Who has Edmund Burke’s prayer Bible?

It’s no secret that Glenn has been collecting various important artifacts from history – especially ones that progressive historians would rather forget. Edmund Burke is generally considered the founder of conservatism and he is also noted for supporting the American Revolutionaries. Burke was once given a Bible as a gift from George II -and guess who has it now.

“This was a gift from George II, and we have George III’s Bible as well. You wouldn’t ‑‑ you wouldn’t believe some of the things, and this was given to us because this was ‑‑ they had all of these universities in all of these places that they could have donated these Bibles and this collection to, but they wanted to make sure that it would actually be seen by the people and that it would be used so people could be educated, and correct me if I’m wrong, understand our history and what got us here. And I don’t even know these people. I haven’t met them or anything, and this came as a surprise to me last week and it is shocking, and we’ll show you some of the things,” Glenn said.

“It’s really an exciting, exciting time. I can’t wait to tell you when we have time about some things that happened to me this weekend. I saw a movement out of California and Phoenix, Arizona that I’m telling you is God‑inspired and it is incredible. There are big things on the horizon that people are doing all over the country, and you’re just not going to be able to put the Genie in the bottle, and we’ll go into it in just a little by in the coming days here.”

  • http://youtu.be/0iRCvDwF26Q Sam Fisher

    I wished people sent me cool stuff like this but then again I would not have a safe place to put it. History needs to be preserved for all time and historical documents like this will do that. Liberal historians are rewriting history to fit their needs but what they did not count on are people with long memories that remember history before the rewrite and the books and letters written by historical figures coming out.

  • Anonymous

    I hope this wonderful gift receives better care than did Orson Welles’ fishbowl.

    just sayin’… :)

  • Anonymous

    Glenn, speaking as someone who worked in the archive section of a library during college, please, please, PLEASE put on 100% cotton archival gloves when you touch that Bible!   No matter how clean someone’s hands are, there are acids and oils on human skin that can easily damage it.  The gloves can be purchased online (even Amazon carries them) and they are cheap.

  • Anonymous

    I agree with you to a point.
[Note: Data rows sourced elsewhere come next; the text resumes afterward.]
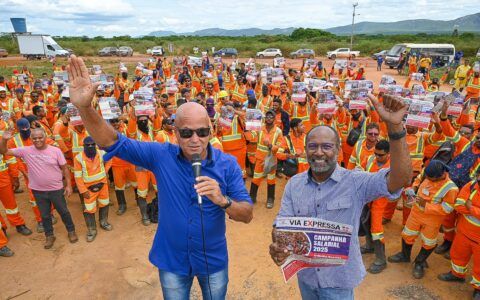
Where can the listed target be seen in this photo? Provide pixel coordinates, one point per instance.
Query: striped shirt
(339, 199)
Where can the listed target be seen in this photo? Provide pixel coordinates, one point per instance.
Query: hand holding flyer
(312, 243)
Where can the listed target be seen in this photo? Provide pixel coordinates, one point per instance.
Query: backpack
(355, 134)
(152, 210)
(460, 167)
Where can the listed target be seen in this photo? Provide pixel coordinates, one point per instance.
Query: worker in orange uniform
(7, 172)
(123, 172)
(293, 146)
(4, 250)
(467, 240)
(91, 178)
(167, 135)
(364, 146)
(21, 139)
(141, 129)
(435, 199)
(270, 139)
(374, 237)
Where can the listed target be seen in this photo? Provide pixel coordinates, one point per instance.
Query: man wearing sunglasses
(330, 192)
(179, 250)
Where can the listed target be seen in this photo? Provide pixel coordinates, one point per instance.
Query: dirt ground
(116, 266)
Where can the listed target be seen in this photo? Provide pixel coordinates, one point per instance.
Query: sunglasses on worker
(326, 147)
(186, 133)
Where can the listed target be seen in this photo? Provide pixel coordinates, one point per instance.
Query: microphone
(197, 168)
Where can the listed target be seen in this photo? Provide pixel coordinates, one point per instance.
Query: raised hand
(81, 89)
(391, 110)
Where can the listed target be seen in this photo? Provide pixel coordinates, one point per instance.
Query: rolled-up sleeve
(371, 186)
(143, 154)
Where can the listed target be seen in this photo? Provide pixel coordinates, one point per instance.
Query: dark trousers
(45, 200)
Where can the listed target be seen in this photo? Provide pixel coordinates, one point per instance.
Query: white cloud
(120, 17)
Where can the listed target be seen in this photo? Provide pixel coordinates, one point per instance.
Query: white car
(270, 52)
(156, 51)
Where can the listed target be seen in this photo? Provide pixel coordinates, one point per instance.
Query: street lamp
(353, 23)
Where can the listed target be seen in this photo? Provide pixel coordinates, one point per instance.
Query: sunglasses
(186, 133)
(324, 146)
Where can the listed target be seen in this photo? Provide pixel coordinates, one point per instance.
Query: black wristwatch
(397, 135)
(229, 202)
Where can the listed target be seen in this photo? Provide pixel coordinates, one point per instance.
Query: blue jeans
(311, 293)
(177, 287)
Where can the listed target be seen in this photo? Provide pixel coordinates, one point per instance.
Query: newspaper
(74, 114)
(326, 102)
(419, 113)
(312, 243)
(144, 102)
(253, 119)
(299, 92)
(109, 108)
(279, 62)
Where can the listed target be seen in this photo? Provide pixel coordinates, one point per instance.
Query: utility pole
(353, 23)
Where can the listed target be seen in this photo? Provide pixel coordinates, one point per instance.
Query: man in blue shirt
(330, 192)
(190, 239)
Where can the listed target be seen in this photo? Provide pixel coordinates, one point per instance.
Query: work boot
(270, 195)
(23, 230)
(122, 203)
(421, 263)
(72, 237)
(103, 218)
(49, 241)
(40, 228)
(450, 277)
(253, 192)
(443, 248)
(380, 262)
(368, 247)
(91, 226)
(142, 204)
(6, 252)
(402, 256)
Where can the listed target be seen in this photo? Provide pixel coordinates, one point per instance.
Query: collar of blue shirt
(336, 175)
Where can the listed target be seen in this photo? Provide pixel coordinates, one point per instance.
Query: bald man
(188, 243)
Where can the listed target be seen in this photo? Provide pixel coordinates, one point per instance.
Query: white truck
(36, 46)
(342, 53)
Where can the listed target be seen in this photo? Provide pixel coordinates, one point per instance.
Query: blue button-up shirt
(340, 199)
(177, 246)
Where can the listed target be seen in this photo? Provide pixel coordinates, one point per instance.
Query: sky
(128, 17)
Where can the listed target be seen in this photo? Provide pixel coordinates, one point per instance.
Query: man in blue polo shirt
(190, 239)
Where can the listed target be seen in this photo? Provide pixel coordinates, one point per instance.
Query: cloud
(121, 17)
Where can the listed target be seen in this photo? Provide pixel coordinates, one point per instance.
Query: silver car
(125, 51)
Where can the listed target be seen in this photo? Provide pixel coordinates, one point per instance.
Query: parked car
(303, 53)
(3, 52)
(108, 51)
(342, 53)
(156, 51)
(125, 51)
(226, 52)
(381, 53)
(270, 52)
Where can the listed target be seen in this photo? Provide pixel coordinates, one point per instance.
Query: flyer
(144, 102)
(279, 62)
(312, 243)
(419, 113)
(253, 119)
(109, 108)
(299, 92)
(74, 114)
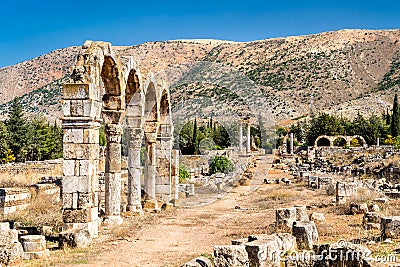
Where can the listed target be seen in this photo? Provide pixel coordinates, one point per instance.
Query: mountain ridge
(331, 71)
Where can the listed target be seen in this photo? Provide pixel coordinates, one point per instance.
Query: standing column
(175, 172)
(240, 137)
(81, 157)
(248, 138)
(150, 172)
(291, 143)
(113, 174)
(134, 137)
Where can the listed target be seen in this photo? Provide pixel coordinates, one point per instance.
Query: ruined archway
(357, 140)
(323, 141)
(340, 141)
(104, 88)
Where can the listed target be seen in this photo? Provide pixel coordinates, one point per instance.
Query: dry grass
(42, 211)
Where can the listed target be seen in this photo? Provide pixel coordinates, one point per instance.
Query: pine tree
(4, 139)
(195, 139)
(395, 125)
(17, 127)
(388, 118)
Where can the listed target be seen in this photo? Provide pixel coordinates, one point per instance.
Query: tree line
(191, 135)
(28, 139)
(386, 127)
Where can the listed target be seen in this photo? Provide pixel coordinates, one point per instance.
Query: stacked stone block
(81, 155)
(34, 247)
(14, 199)
(10, 249)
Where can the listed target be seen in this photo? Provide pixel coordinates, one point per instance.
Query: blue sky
(31, 28)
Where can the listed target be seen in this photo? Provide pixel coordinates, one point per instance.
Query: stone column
(134, 137)
(291, 143)
(240, 137)
(150, 166)
(163, 168)
(175, 172)
(248, 150)
(113, 174)
(81, 156)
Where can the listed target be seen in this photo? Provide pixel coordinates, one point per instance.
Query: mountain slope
(344, 72)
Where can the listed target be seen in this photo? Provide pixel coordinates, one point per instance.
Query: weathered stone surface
(33, 243)
(345, 190)
(390, 227)
(285, 218)
(375, 208)
(230, 256)
(286, 242)
(79, 238)
(306, 234)
(198, 262)
(80, 215)
(150, 205)
(317, 217)
(263, 252)
(301, 213)
(372, 217)
(36, 255)
(240, 241)
(11, 254)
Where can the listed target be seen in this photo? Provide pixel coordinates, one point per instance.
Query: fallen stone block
(198, 262)
(11, 254)
(75, 238)
(390, 227)
(263, 252)
(306, 234)
(317, 217)
(230, 256)
(285, 218)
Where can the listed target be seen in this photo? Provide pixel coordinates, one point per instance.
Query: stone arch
(105, 87)
(335, 140)
(323, 138)
(359, 138)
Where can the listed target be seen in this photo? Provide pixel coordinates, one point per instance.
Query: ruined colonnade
(108, 88)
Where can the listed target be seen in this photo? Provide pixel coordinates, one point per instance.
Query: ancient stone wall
(29, 173)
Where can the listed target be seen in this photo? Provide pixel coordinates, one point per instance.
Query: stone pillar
(291, 143)
(248, 138)
(81, 156)
(134, 137)
(240, 137)
(163, 168)
(113, 174)
(175, 172)
(150, 167)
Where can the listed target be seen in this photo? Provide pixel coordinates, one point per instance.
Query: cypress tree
(17, 127)
(195, 139)
(388, 117)
(395, 125)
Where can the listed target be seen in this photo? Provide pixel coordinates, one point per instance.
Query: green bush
(221, 164)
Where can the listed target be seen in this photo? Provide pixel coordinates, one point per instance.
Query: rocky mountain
(342, 72)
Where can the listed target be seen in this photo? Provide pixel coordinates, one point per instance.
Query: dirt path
(176, 237)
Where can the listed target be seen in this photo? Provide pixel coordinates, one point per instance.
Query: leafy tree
(281, 132)
(221, 164)
(395, 123)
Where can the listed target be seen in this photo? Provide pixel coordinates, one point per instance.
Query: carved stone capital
(114, 133)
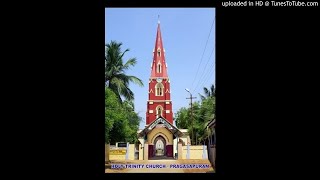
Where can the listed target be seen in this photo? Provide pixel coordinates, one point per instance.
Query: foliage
(121, 122)
(115, 77)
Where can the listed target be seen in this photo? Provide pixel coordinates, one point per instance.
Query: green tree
(113, 115)
(115, 77)
(121, 122)
(203, 112)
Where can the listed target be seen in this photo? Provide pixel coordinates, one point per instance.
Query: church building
(160, 136)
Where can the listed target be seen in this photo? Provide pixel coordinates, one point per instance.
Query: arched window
(159, 111)
(159, 89)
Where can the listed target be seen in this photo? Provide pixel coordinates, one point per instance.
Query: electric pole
(191, 97)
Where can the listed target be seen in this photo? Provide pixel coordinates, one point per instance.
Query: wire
(203, 51)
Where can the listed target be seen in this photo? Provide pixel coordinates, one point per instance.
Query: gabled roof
(163, 121)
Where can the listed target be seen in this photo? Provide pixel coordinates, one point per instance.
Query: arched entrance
(159, 145)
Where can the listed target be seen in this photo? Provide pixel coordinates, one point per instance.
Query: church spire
(159, 67)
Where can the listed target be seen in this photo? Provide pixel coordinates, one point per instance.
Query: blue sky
(190, 54)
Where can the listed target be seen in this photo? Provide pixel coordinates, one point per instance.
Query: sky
(188, 36)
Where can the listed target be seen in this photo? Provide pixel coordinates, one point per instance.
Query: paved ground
(158, 166)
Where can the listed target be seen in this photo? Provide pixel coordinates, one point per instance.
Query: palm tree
(115, 76)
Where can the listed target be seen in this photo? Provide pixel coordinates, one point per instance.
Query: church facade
(160, 137)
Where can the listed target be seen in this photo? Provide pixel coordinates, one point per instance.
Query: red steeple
(159, 67)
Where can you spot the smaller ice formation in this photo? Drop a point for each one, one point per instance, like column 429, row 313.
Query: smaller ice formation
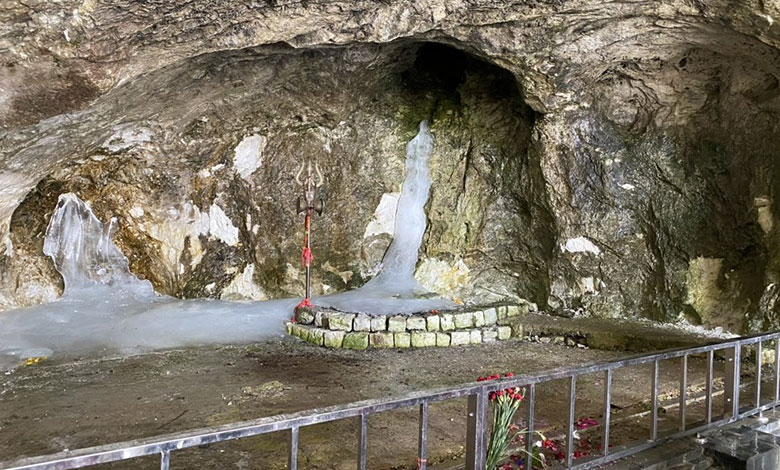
column 84, row 253
column 394, row 289
column 107, row 310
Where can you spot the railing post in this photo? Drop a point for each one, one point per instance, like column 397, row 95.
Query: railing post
column 292, row 460
column 476, row 432
column 363, row 443
column 759, row 352
column 165, row 460
column 654, row 395
column 683, row 390
column 777, row 370
column 422, row 443
column 731, row 392
column 607, row 409
column 529, row 442
column 570, row 432
column 708, row 387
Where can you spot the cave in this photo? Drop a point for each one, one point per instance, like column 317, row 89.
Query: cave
column 603, row 181
column 354, row 131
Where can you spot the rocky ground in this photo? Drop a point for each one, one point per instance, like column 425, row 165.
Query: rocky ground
column 48, row 407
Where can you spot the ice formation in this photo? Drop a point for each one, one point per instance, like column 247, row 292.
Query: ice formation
column 394, row 289
column 107, row 310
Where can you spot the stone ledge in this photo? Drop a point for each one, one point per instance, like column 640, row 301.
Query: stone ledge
column 462, row 326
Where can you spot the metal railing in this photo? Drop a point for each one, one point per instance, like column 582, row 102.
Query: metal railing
column 478, row 414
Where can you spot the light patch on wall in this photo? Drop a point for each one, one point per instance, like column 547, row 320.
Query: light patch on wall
column 580, row 245
column 221, row 227
column 243, row 287
column 136, row 212
column 249, row 155
column 587, row 285
column 172, row 228
column 125, row 137
column 383, row 220
column 442, row 277
column 701, row 281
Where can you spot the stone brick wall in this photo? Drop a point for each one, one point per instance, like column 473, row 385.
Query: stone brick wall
column 471, row 325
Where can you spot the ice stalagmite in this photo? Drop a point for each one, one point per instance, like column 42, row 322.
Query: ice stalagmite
column 394, row 289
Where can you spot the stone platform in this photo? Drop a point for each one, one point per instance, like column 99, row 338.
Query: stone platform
column 465, row 325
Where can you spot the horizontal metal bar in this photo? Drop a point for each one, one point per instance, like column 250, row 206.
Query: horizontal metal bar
column 160, row 444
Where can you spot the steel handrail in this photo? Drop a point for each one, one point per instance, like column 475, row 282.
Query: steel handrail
column 477, row 393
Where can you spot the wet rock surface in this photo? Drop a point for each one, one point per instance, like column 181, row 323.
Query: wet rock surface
column 603, row 157
column 51, row 406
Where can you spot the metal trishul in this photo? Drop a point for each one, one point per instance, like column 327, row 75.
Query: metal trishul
column 311, row 201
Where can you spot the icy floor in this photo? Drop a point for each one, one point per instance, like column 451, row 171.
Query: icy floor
column 106, row 310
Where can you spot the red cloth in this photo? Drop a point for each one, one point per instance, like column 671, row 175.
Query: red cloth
column 306, row 257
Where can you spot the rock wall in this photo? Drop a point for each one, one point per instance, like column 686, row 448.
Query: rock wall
column 615, row 158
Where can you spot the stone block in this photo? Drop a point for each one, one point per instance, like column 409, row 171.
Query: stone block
column 299, row 331
column 316, row 336
column 464, row 320
column 355, row 341
column 415, row 323
column 475, row 337
column 501, row 312
column 459, row 338
column 340, row 321
column 447, row 322
column 504, row 332
column 488, row 336
column 304, row 315
column 396, row 324
column 491, row 318
column 333, row 339
column 382, row 340
column 379, row 323
column 423, row 339
column 361, row 323
column 402, row 340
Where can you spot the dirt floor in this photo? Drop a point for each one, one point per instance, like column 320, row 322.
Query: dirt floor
column 49, row 407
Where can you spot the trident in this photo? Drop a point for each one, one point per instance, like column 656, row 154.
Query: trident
column 311, row 201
But we must remember that in order to fully understand history we must be able to sense the presence of history. In this case here is an artifact that was meant to be touched, to be held, to be read. By placing it in a glass case and denying everyone the right to touch it means that we deny ourselves the ability to physically touch the past. Now I don’t suggest that such an artifact be left on a table for anyone to pick up. But I do believe that it should be made available under certain circumstances. By touching it, even if only occasionally we keep it alive and meaningful. We add new fingerprints to those many, many fingerprints that have come before and thus we leave our own mark on the past, just as the past leaves its mark on us.

    I have an extensive private collection of Children’s literature, some of which are quite valuable and there are few joys that go as deep as seeing a child touch a book that has been touched by children for 80 years, or a hundred or two hundred years. It quite literally pulls them into a different frame of mind.

    I like to say… Everyone should run their fingers across the marble that is Michelangelo’s David once. Over time it may indeed wear it down to nothing, but it was nothing before human hands touched it to begin with. Far better to wear it down in the creation of new hands to build new Davids than to keep it safe for all time, separated from human contact.